Foi à sua sombra amiga que se juntaram os Graças, os Ribeirinhos, os Piedades, os Caritas, os Caldeiras, os Reisinhos, os Louros, os Dinis... e todos pela primeira vez contemplámos a velha escola em obtusa interrogação.
O Senhor Professor dava o sinal de entrada, e com a sacola numa das mãos e o boné na outra, lá nos íamos sentando, muito encostados.
Levantar! - ordenava o mestre, mirando as novas caras, como que procurando adivinhar o que dali lhe sairia.
- Primeiro que tudo, quero dizer-vos: É aqui que se aprende a ler - e mostrando o livro que segurava numa das mãos, exclamava: Este é o vosso primeiro livro!
A E I O U.
Foi o nosso primeiro hino de amor e naquela sala nos irmanamos em humilde comunhão de sentimentos.

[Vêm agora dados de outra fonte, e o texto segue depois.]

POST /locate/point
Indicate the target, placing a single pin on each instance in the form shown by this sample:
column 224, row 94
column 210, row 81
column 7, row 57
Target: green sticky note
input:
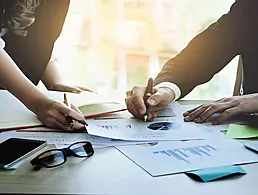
column 215, row 173
column 241, row 131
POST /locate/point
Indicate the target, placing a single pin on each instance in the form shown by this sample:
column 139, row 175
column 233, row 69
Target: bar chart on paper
column 164, row 158
column 183, row 154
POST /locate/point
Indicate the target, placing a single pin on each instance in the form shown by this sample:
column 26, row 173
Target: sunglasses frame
column 37, row 162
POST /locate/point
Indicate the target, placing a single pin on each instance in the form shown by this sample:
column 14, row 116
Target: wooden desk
column 110, row 172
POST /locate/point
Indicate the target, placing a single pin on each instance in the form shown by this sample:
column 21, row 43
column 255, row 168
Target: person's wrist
column 36, row 103
column 169, row 92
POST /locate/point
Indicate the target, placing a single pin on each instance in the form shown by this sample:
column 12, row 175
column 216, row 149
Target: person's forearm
column 13, row 80
column 51, row 75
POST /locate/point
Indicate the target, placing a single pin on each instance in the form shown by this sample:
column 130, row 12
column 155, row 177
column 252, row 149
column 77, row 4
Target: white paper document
column 167, row 128
column 63, row 138
column 175, row 157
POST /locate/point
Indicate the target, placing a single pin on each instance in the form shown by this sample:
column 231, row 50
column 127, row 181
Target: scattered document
column 64, row 138
column 15, row 115
column 167, row 128
column 241, row 131
column 206, row 126
column 176, row 157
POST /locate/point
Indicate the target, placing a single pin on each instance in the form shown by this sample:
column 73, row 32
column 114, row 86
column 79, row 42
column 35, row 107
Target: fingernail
column 197, row 120
column 186, row 113
column 83, row 122
column 187, row 118
column 151, row 102
column 141, row 111
column 215, row 122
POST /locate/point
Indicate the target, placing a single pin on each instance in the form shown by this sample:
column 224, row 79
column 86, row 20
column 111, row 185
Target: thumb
column 161, row 95
column 66, row 88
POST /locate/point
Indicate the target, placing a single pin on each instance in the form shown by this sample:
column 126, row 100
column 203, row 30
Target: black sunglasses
column 56, row 157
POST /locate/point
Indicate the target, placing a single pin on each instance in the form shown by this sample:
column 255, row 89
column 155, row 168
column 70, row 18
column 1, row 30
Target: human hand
column 158, row 101
column 53, row 114
column 68, row 88
column 228, row 107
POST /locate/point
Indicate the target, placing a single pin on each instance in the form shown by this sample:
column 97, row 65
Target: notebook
column 14, row 115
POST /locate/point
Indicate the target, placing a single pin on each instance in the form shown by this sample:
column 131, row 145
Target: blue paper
column 214, row 173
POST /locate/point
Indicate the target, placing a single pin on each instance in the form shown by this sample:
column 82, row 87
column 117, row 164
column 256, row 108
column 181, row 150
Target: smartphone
column 14, row 150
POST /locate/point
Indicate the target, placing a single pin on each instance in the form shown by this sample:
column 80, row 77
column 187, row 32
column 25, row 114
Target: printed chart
column 180, row 156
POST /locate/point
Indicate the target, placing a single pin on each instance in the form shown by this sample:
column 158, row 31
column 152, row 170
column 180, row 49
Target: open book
column 14, row 115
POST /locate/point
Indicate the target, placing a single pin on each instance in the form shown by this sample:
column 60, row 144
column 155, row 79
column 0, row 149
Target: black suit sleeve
column 32, row 52
column 212, row 49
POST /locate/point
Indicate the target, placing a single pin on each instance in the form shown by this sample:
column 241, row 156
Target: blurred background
column 112, row 45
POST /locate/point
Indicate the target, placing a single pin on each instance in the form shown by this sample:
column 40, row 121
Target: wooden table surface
column 110, row 172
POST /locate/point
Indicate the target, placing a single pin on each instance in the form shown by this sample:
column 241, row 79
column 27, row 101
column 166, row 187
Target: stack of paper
column 15, row 115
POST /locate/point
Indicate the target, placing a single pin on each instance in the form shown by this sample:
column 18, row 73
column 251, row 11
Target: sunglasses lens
column 83, row 149
column 52, row 158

Daí a pouco, já todos nos conhecíamos de há muito e connosco estava o nosso velho Eucalipto que nos mirava através dos vidros das janelas.
Mais afoitos, iniciámos os ensaios da fisga, do monta-cavalo, do pincho e aquela velha árvore era sempre a nossa companhia ideal.
Voluntariamente ali construimos o nosso palácio de ilusões e dali nos transportámos à viva lição da vida, de riso e pranto...
Não temos bibliotecas ou obras que nos indiquem o que desejaríamos anotar quanto aos seus anos, mas apenas, que os que são vivos se lembram de o conhecer assim. Por ali passaram gerações da nossa Nisa e não podemos contestar que todos ali descansámos um pouco, como no cumprimento de uma obrigação.
Estivemos ali - mas todos! Desde os mais ilustres aos mais simples, todos fomos dele, velhos ou novos, de uma maneira ou de outra.
E ao contemplar aquela velha árvore tão nossa, duma ternura tão menina, apenas digo:
Se fosse celebrado o Dia da Escola, ela seria o monumento real e vivo que eu escolheria para depor uma coroa de flores em memória dos que por ali passaram em nobre ansiedade de sacrifícios, para formar esta linda Côrte das Areias!